Paul Biya 86 ans
Passer inaperçu tout en se rendant indispensable. Depuis son accession à la tête du Cameroun il y a plus de 36 ans, Paul Biya s’est astreint à ce principe. Président aux rares apparitions publiques – ses dernières photos, publiées à l’occasion de son 86e anniversaire où il se dévoile dans une inhabituelle tunique rose pastel, ont été abondamment commentées sur les réseaux sociaux –, il a su se placer comme un allié précieux pour tous ceux qui s’intéressent à cette région charnière entre l’Afrique de l’Ouest et l’Afrique centrale. Une zone qui, ces dernières décennies, a dû encaisser les tumultes de Boko Haram au Nigeria, de la République centrafricaine ou bien encore du Tchad.
Français, Américains et Chinois pouvaient alors, dans une belle unanimité, chanter les louanges de cet autocrate discret qui a fait de son pays un apparent havre de stabilité et une terre d’investissements. Mais alors, que s’est-il passé pour que, dans une même semaine, la diplomatie européenne et le département d’Etat américain exposent publiquement leurs préoccupations quant à la direction prise par le Cameroun ?
Ce fut tout d’abord le sous-secrétaire d’Etat américain aux affaires africaines qui envoya le 4 mars la première salve sur les ondes de Radio France internationale. A la veille d’entamer une tournée en Afrique centrale, qui doit le mener les 17 et 18 mars au Cameroun, Tibor Nagy enjoignit les autorités de Yaoundé de libérer l’opposant Maurice Kamto, arrivé officiellement en seconde position lors de l’élection présidentielle du 7 octobre 2018, car, juge-t-il, « que ce soit vrai ou faux, il est perçu comme ayant été incarcéré pour ses activités politiques ».
« Emergence de discours de haine »
Le lendemain, ce fut au tour de Federica Mogherini de publier un communiqué au nom de l’Union européenne (UE), dans lequel elle déclare que « l’arrestation et la détention prolongée de plusieurs dirigeants d’un parti de l’opposition, dont son leader Maurice Kamto, et d’un nombre important de manifestants et de sympathisants, ainsi que l’ouverture de procédures disproportionnées à leur encontre devant la justice militaire, accroissent le malaise politique au Cameroun. »

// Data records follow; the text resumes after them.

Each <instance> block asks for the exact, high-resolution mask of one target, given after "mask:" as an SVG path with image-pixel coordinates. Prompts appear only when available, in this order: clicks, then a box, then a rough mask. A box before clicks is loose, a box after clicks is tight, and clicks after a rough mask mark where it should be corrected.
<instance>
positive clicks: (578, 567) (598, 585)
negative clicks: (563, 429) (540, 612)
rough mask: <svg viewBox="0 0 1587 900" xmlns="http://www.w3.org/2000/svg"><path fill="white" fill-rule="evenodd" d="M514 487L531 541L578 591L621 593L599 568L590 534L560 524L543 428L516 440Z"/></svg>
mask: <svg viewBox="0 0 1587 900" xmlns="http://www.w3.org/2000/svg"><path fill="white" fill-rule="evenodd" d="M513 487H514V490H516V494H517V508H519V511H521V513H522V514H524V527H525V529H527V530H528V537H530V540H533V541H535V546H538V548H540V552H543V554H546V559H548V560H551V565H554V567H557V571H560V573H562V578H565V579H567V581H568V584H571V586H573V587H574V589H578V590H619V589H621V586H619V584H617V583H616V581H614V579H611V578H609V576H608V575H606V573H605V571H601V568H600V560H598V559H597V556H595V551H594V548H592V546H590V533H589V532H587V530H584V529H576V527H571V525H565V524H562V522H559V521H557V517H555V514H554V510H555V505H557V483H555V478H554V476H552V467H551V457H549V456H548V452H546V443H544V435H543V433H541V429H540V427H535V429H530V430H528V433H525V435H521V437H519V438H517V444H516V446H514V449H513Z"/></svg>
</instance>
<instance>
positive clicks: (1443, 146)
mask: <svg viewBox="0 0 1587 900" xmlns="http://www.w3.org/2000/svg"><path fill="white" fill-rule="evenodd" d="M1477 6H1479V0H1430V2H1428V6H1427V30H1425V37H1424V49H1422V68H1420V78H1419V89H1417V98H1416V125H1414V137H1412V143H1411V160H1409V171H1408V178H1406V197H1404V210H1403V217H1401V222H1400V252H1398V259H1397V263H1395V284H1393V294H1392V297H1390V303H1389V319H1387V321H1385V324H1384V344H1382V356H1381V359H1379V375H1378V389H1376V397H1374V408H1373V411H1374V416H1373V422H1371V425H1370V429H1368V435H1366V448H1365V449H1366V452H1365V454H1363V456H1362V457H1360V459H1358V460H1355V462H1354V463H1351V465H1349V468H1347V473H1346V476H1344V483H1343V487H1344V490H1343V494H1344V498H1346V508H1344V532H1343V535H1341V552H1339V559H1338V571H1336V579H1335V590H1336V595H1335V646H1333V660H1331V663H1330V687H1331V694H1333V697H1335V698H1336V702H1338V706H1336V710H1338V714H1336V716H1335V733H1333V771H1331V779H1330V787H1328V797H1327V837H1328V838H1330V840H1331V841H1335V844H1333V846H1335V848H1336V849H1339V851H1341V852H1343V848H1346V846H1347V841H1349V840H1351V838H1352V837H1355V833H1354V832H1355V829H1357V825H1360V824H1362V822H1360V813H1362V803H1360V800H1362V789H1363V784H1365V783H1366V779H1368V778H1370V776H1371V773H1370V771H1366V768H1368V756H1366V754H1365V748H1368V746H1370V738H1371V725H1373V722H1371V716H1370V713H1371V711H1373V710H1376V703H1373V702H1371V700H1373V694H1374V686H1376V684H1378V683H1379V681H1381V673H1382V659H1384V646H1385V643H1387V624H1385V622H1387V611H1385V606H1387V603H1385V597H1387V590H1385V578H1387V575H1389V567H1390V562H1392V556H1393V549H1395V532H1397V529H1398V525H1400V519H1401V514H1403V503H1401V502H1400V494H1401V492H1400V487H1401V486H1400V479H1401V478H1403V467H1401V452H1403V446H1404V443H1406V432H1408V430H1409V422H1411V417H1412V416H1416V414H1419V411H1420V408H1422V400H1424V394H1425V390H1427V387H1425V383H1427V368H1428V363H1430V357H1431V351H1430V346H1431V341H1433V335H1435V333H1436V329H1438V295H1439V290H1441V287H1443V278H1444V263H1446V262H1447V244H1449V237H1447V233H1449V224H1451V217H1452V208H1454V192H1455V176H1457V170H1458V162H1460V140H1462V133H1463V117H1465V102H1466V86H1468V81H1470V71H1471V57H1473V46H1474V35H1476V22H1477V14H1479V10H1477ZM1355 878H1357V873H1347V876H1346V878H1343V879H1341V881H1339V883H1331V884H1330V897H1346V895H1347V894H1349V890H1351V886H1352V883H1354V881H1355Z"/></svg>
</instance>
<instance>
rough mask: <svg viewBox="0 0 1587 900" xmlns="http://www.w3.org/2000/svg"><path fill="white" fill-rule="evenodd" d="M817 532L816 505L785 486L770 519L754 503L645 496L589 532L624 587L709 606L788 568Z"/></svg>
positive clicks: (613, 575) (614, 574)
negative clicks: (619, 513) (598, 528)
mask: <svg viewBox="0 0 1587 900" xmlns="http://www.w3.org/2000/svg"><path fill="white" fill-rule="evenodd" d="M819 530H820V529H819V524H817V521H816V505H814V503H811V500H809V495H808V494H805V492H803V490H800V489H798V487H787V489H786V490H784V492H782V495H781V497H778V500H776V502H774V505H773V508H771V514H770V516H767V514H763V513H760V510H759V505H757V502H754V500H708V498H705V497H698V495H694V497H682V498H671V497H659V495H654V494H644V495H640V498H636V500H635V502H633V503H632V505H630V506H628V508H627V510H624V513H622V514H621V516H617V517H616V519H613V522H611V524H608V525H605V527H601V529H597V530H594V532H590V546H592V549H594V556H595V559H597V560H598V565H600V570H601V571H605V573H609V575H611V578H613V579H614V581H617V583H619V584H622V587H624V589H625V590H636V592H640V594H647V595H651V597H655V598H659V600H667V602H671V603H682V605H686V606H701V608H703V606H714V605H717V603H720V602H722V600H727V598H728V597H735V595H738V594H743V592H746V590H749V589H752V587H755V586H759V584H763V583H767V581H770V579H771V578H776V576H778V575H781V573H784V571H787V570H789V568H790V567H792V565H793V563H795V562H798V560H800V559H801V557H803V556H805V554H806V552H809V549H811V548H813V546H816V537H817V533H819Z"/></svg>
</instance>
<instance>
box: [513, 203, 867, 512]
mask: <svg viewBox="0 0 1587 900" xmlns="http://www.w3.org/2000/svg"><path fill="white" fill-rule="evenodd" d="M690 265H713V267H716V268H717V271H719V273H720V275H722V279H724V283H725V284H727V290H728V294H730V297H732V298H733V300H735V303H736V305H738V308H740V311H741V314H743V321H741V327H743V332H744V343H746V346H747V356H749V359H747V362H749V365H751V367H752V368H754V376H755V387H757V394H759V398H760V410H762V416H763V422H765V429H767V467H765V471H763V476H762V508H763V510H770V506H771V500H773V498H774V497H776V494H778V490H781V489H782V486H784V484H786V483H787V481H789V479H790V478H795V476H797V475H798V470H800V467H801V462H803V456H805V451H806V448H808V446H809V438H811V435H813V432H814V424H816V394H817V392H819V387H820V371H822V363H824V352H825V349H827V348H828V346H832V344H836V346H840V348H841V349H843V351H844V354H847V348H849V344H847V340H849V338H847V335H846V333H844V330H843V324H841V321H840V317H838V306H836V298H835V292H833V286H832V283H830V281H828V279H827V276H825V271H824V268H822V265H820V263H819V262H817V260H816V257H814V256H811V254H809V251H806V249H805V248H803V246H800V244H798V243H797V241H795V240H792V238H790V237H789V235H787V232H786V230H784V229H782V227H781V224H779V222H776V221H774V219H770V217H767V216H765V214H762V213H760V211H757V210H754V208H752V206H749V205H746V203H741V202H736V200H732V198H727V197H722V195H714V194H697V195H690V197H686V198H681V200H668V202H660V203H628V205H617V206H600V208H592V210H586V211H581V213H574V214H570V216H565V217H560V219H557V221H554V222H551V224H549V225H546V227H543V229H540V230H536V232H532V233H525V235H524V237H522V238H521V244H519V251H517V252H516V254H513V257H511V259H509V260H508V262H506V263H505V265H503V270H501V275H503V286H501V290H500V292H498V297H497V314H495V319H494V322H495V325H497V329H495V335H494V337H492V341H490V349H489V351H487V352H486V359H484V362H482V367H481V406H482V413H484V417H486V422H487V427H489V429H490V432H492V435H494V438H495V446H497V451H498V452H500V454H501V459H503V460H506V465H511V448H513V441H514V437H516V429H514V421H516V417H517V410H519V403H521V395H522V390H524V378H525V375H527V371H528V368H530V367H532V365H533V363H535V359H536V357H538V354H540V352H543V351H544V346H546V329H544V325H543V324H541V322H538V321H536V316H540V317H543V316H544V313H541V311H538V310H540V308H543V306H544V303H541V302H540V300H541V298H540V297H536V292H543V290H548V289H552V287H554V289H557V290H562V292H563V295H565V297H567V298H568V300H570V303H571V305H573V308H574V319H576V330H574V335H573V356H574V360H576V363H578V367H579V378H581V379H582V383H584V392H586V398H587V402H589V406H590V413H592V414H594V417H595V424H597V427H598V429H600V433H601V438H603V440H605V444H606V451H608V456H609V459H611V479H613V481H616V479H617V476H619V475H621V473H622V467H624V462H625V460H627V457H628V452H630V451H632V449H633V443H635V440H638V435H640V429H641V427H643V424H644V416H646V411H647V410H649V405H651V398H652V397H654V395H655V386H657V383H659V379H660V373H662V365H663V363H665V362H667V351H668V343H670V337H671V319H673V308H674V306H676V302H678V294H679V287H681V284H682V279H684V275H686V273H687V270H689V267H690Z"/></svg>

Autres motifs d’inquiétude pour la cheffe de la diplomatie européenne : « L’émergence de discours de haine fondés sur l’appartenance ethnique », principalement à l’endroit des Bamiléké, la communauté d’origine de M. Kamto, et « la persistance de la violence et des violations des droits de l’homme dans les régions du Nord-Ouest et du Sud-Ouest », les deux régions à majorité anglophone qui, depuis octobre 2016, ont peu à peu glissé dans une guerre civile qui refuse de dire son nom.

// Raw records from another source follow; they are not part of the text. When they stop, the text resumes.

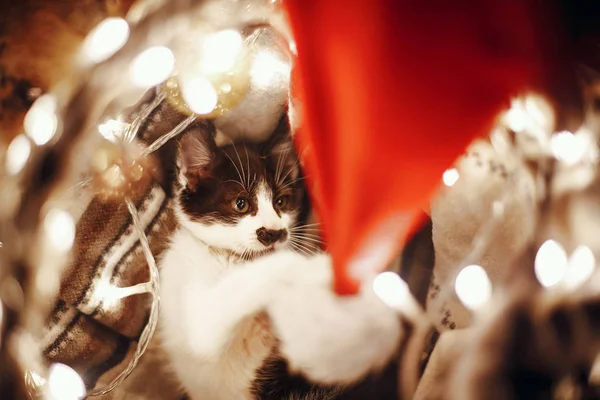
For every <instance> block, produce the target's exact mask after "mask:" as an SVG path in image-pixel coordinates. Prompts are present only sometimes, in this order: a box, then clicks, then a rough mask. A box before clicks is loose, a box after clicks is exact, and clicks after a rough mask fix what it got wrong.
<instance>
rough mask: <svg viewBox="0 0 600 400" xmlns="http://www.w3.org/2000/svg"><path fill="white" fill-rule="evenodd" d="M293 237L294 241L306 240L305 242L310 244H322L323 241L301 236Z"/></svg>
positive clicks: (317, 239)
mask: <svg viewBox="0 0 600 400" xmlns="http://www.w3.org/2000/svg"><path fill="white" fill-rule="evenodd" d="M294 237H295V238H296V239H301V240H306V241H308V242H312V243H318V244H323V241H322V240H321V239H318V238H316V237H310V236H301V235H294Z"/></svg>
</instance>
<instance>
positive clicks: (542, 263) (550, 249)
mask: <svg viewBox="0 0 600 400" xmlns="http://www.w3.org/2000/svg"><path fill="white" fill-rule="evenodd" d="M568 266H569V261H568V258H567V252H566V251H565V249H564V248H563V247H562V246H561V245H560V243H558V242H557V241H555V240H552V239H550V240H546V241H545V242H544V244H542V245H541V246H540V248H539V250H538V252H537V254H536V256H535V265H534V268H535V276H536V277H537V279H538V281H539V282H540V284H541V285H542V286H544V287H551V286H554V285H556V284H557V283H559V282H560V281H561V280H562V279H563V278H564V277H565V275H566V273H567V268H568Z"/></svg>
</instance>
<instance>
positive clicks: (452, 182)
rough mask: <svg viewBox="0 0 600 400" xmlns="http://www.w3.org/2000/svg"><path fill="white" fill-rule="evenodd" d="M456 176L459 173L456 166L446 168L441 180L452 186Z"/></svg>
mask: <svg viewBox="0 0 600 400" xmlns="http://www.w3.org/2000/svg"><path fill="white" fill-rule="evenodd" d="M458 178H460V174H459V173H458V170H457V169H456V168H450V169H447V170H446V171H444V174H443V175H442V181H443V182H444V185H446V186H448V187H450V186H454V184H455V183H456V182H458Z"/></svg>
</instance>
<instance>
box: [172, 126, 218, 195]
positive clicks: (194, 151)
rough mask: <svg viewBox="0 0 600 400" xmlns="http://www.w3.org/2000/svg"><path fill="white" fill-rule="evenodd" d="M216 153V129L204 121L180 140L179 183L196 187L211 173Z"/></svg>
mask: <svg viewBox="0 0 600 400" xmlns="http://www.w3.org/2000/svg"><path fill="white" fill-rule="evenodd" d="M216 151H217V145H216V143H215V128H214V126H213V125H212V124H211V123H209V122H207V121H202V122H201V123H199V124H196V125H194V126H193V127H192V128H190V129H189V130H188V131H187V132H185V133H184V134H183V135H182V137H181V138H180V139H179V152H178V157H177V165H178V167H179V181H180V182H181V183H182V184H183V185H184V186H188V187H194V186H195V185H196V183H198V180H199V179H201V178H202V177H205V176H206V175H208V173H209V172H210V169H211V166H212V163H213V161H214V158H215V154H216Z"/></svg>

Sur ce dernier point, Européens et Américains partagent également la même analyse. Interrogé par Le Monde, le « Monsieur Afrique » de Donald Trump, Tibor Nagy, a expliqué ne pas comprendre « pourquoi cette crise se poursuit alors qu’il est clair que nous avons besoin d’un dialogue ouvert à tous, sans limite, pour parvenir à une résolution de cette situation […]. Peut-être faudra-t-il que cela se fasse dans un forum international. »
Les réactions outragées en provenance de Yaoundé n’ont pas tardé. « Velléité d’immixtion à peine voilée et inadmissible dans les affaires intérieures du Cameroun », « méconnaissance des enjeux, des réalités et des faits », s’est offusqué le ministre de la communication et porte-parole du gouvernement, René Emmanuel Sadi. « Nous sommes choqués par ces réactions étrangères qui sont complètement décalées par rapport à la réalité », s’agace un proche collaborateur du président Biya, indiquant que « le chef de l’Etat appréciera quand M. Nagy sera là s’il doit lui donner des explications ».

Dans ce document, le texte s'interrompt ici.